Thank you for this quick answer. Of course a relational database is the most immediate answer, but there are two problems:

- I am not sure that performances would be great when potentially each criteria can be used/combined for searches. I am not an expert of databases but I guess you have to choose the indexes you will want to use, so a few kinds of searches will be performant, others will not, right? What seemed interesting in Lucène is that it is said to be performant for all kinds of searches.
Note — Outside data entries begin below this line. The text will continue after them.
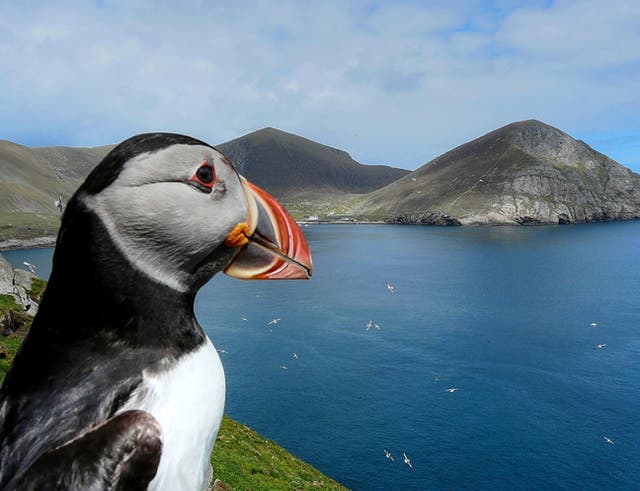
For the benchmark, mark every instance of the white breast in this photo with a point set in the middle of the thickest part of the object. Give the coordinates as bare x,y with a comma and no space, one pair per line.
188,402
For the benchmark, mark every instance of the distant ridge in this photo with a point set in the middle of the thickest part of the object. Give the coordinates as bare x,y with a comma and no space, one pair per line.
291,166
526,172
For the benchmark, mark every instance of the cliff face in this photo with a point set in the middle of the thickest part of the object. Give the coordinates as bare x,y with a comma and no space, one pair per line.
525,172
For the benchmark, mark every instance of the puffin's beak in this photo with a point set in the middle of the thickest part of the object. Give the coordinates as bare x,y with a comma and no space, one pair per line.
272,246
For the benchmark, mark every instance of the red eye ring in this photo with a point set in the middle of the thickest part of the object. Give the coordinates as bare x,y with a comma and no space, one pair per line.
204,178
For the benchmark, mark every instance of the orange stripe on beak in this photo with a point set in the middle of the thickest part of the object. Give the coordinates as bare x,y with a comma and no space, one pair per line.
272,243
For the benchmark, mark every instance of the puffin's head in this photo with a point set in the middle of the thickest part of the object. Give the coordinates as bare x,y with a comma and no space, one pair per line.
179,212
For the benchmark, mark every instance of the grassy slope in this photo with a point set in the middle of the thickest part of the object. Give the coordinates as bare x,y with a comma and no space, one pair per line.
242,459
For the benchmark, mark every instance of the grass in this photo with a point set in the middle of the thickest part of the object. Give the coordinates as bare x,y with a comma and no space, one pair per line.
242,459
245,461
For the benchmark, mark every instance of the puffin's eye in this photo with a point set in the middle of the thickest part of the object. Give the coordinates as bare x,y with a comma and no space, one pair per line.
204,179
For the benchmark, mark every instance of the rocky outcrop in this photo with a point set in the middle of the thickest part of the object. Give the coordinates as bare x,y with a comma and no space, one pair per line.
524,173
17,283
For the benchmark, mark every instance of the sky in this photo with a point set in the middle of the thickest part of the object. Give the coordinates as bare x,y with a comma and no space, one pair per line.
391,82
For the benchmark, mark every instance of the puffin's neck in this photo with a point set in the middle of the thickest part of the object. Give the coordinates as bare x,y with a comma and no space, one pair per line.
94,293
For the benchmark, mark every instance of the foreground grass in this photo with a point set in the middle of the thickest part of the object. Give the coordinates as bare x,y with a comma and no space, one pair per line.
242,459
245,461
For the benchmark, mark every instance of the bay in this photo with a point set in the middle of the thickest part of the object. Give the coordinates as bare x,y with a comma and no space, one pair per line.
503,314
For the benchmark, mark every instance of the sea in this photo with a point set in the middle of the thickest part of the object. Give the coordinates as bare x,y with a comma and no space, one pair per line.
492,357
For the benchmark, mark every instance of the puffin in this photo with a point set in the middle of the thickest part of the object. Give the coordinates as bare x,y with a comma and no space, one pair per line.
116,386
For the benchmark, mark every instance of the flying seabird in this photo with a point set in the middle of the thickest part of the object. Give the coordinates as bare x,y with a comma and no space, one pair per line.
125,390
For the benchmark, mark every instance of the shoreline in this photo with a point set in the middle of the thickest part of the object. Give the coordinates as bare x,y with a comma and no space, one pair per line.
33,243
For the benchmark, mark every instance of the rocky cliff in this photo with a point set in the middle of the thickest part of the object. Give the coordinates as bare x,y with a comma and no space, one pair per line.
523,173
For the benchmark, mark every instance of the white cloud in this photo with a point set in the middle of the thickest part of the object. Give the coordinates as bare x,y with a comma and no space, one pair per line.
391,82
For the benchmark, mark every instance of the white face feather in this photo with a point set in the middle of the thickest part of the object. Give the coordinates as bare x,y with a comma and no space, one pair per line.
164,226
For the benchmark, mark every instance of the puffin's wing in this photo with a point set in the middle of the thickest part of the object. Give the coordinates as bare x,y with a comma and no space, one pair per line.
121,454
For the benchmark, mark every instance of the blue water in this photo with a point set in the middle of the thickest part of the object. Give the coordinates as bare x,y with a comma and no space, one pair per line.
501,313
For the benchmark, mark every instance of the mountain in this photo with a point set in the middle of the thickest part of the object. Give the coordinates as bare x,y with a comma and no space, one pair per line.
307,176
290,166
525,172
31,180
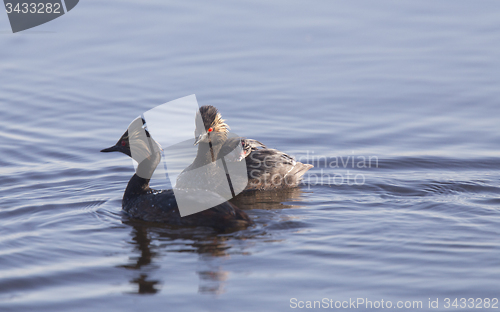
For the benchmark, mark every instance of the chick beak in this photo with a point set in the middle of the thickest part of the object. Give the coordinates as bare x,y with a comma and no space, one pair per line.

- With this model I cannot add criteria "on the fly". Let's say I want a new criterion: "olympic games Beijing 2008" That will apply to some of the hotels, for a certain time range. With Lucène I guess I could enrich the documents with the new criterion before adding them to the index. With a database, I can only reserve a fixed number of columns for that, or have more complex queries (without indexing). Do you see what I mean?

Thanks again,

Emilien

From: Kurt Haegeman <[EMAIL PROTECTED]>
Reply-To: java-user@lucene.apache.org
To: java-user@lucene.apache.org
Subject: Re: Is Lucene relevant for big amount of small dynamic data?
Date: Mon, 15 Oct 2007 12:43:52 +0200

emilien beucler wrote:
Hello,

I need to implement a search tool, and I would like to know if Lucene could be used for my particular problem. Let's take an example:

A hotel company has several hundreds of hotels around the world. for each hotel there are hundreds of rooms, whose price are constantly changing. The idea is to create a multi-criteria search tool to find a room. The pieces of information to store are all the same, they are something like: (room_size, number_of_stars, city, date_of_arrival, number_of_beds, price...) Let's says there are around 15 caracteristics, and about 5 millions pieces of information. The goal is to obtain a tool that:
...

None of the criteria you mention justifies the use of a full-text search solution. If I were you (but I'm not), I'd stick to a relational database for this project. Even if there's a small field or two with searchable text data, the database itself could cope with this (Oracle Text, MySQL full-text search etc...).

My 2 cents,
Kurt.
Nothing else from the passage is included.